Июнь принес очередные признаки того, что реакционеры готовятся к решительным действиям. Их не интересовало, какого рода брак заключили Горбачев и Ельцин — по расчету или по любви. Генеральная прокуратура при поддержке маршала Язова заявила, что “в ходе проверки” событий в Новочеркасске в 1962 году было установлено, что “оружие солдатами применялось правомерно, в целях защиты государственного имущества от преступных посягательств и самообороны”; “выстрелы в людей последовали после того, как буйствующие лица из толпы напали на солдат и попытались вырвать у них оружие”. Большинство советских читателей восприняли эти слова как оправдание не только событий тридцатилетней давности, но и стрельбы по людям в Тбилиси, Вильнюсе и Баку. А может быть, в этих словах заключалась и угроза — что оружие применят снова.

Ельцин ответил на эту скрытую угрозу скрытым предупреждением. Он отправил в Новочеркасск своего представителя с сообщением: правда о трагедии Новочеркасска — суровое напоминание тем, кто хочет социальные проблемы решать с помощью военной силы. Люди восстанут против преступных приказов, как это сделал генерал Шапошников.

Через две недели, 17 июня, премьер-министр СССР Валентин Павлов выступил в Верховном Совете. Он попросил наделить его кабинет частью полномочий Горбачева. Выступление проходило при явной поддержке председателя Верховного Совета Анатолия Лукьянова. Свою просьбу Павлов обосновывал тем, что у Горбачева изнурительный рабочий график. С милой улыбкой он посетовал, что для такой работы “в сутках просто мало часов”. Он только забыл сказать, что Горбачев о его выступлении ничего не знал.

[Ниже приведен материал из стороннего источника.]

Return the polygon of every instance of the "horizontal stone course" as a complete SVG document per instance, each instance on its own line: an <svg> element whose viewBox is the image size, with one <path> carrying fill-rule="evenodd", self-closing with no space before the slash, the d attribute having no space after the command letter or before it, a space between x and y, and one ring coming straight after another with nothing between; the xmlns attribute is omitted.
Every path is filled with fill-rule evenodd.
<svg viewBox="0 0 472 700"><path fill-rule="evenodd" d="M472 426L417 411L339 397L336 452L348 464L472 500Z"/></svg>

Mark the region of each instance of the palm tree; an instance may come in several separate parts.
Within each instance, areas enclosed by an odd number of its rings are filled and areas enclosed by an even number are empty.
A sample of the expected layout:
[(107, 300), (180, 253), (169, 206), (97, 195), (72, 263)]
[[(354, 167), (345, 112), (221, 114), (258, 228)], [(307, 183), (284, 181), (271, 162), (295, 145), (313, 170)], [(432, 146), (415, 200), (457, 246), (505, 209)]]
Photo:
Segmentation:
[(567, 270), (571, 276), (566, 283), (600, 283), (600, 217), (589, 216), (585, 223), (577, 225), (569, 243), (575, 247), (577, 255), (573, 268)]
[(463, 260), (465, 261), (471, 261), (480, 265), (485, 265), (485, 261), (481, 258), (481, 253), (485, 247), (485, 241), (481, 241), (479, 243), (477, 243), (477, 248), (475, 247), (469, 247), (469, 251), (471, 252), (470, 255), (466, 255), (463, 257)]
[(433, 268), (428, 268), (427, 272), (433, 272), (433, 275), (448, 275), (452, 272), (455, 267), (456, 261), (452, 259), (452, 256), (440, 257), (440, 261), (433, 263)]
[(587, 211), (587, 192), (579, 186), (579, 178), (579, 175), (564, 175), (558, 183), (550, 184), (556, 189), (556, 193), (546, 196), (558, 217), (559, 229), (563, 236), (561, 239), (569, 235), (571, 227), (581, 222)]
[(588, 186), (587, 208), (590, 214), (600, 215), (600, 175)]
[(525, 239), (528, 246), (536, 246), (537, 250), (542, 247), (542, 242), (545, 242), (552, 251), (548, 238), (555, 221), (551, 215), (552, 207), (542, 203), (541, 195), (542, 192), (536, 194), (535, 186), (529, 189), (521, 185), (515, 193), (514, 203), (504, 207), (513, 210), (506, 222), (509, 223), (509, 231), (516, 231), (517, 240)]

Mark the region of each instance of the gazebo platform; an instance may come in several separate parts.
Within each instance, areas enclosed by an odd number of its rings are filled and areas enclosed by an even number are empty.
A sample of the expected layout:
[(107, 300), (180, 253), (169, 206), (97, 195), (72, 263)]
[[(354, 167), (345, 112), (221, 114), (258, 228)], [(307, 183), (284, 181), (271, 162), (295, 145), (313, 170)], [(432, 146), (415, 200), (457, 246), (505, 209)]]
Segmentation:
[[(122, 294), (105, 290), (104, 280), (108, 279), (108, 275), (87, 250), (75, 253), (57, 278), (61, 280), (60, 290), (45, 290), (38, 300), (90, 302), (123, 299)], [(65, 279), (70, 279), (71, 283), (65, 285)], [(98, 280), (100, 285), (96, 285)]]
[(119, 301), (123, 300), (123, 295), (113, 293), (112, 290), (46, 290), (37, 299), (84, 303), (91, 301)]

“Услышав об этом, я доложил Горбачеву, — рассказывал мне Александр Яковлев. — Тот пришел в бешенство. Он узнал об этом от меня”. Но Горбачев не успел среагировать: на закрытом заседании Верховного Совета Пуго, Язов и Крючков обвинили руководство (фамилию Горбачева не называли) в предательстве интересов партии и развале страны. Язов жаловался, что сотни тысяч молодых людей уклоняются от призыва в армию. Пуго распространялся о “хаосе” и “анархии”. Агрессивнее всех выступил Крючков. Он сказал, что реформы руководства совпадают с самыми заветными желаниями ЦРУ. Он намекал на государственную измену. Это дало повод делегатам группы “Союз” повскакать со своих с мест и потребовать отставки Горбачева.

— Долой Горбачева! Долой его либеральную клику! — кричал Леонид Сухов, таксист из Харькова и член “Союза”.

— Великая держава низведена до положения попрошайки, стоящей у чужих дверей с протянутой рукой. Это вместо того чтобы работать над своими проблемами здесь, где они коренятся! — воскликнул Евгений Коган, русскоязычный депутат из Эстонии, тоже член “Союза”.

Горбачев реагировал медленно. 21 июня он наконец появился в Верховном Совете, чтобы ответить на обвинения, и сумел произнести одну из своих классических речей, правда, с видимым раздражением. Но идти до конца он не решился. В 1988-м он так же отказывался признавать свой конфликт с Егором Лигачевым. На этот раз у него не было разногласий с Павловым. Предложения премьер-министра он назвал просто “не вполне продуманными”.

Когда заседание окончилось, Горбачев вышел к журналистам. Рядом с ним стояли с каменными лицами Язов, Пуго и Крючков. “Переворот закончен”, — со смехом объявил Горбачев. Он думал, что шутит. Так оно и было.